If patients have any concerns about their health, they should contact their GP in the first instance.
There can be mild side-effects of testosterone replacement depending on the form used: injectable forms can cause pain and bruising at site of injection; the gel form can cause skin irritation.
Treatment with testosterone can cause an increase in red blood cells (known as polycythaemia), which increases the risk of thrombosis. Regular blood tests should be carried out during treatment to check for an increase in red blood cells. Enlargement of the prostate is another serious side-effect that should be monitored. Prostate examination and a blood test for PSA should be performed every three months for the first year and then annually in men over the age of 40 years after starting treatment. If patients have any concerns about these possible side-effects, they should discuss them with their doctor.

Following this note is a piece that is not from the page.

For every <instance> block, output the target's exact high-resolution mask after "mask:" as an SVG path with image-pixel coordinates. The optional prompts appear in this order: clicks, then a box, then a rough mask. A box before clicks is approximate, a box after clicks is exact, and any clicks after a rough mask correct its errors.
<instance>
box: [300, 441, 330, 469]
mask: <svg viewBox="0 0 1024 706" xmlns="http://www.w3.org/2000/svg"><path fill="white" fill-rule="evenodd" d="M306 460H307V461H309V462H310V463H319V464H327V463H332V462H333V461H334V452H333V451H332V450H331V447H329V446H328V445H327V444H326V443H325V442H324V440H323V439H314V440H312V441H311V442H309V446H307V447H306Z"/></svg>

Symptoms of male hypogonadism, such as lack of sex drive, inadequate erections (erectile dysfunction) and infertility, can lead to low self-esteem and cause depression. Professional counselling is available to help deal with these side-effects; patients should talk to their doctor for more information. Patients generally see an improvement in their sex drive and self-esteem following testosterone replacement therapy. Erectile dusfunction is a common symptom in patients without hypogonadism and may need treatment in addition to testosterone.
Male hypogonadism has been linked with an increased risk of developing heart disease (low testosterone can cause an increase in cholesterol levels). Studies have shown that testosterone levels can be lower in men with type 2 diabetes and in men with excess body weight. However, it is not clear whether this is an association or a direct cause and effect. Lifestyle changes to reduce weight and increase exercise can raise testosterone levels in men with diabetes.
Testosterone levels in men decline naturally as they age. In the media, this is sometimes referred to as the male menopause (andropause) although this is not a generally accepted medical term. Low testosterone levels can also cause difficulty with concentration, memory loss and sleep difficulties. Current research suggests that this effect occurs in only a small group of ageing men. However, there is a lot of research in progress to find out more about the effects of testosterone in older men and also whether the use of testosterone replacement therapy would have any benefits.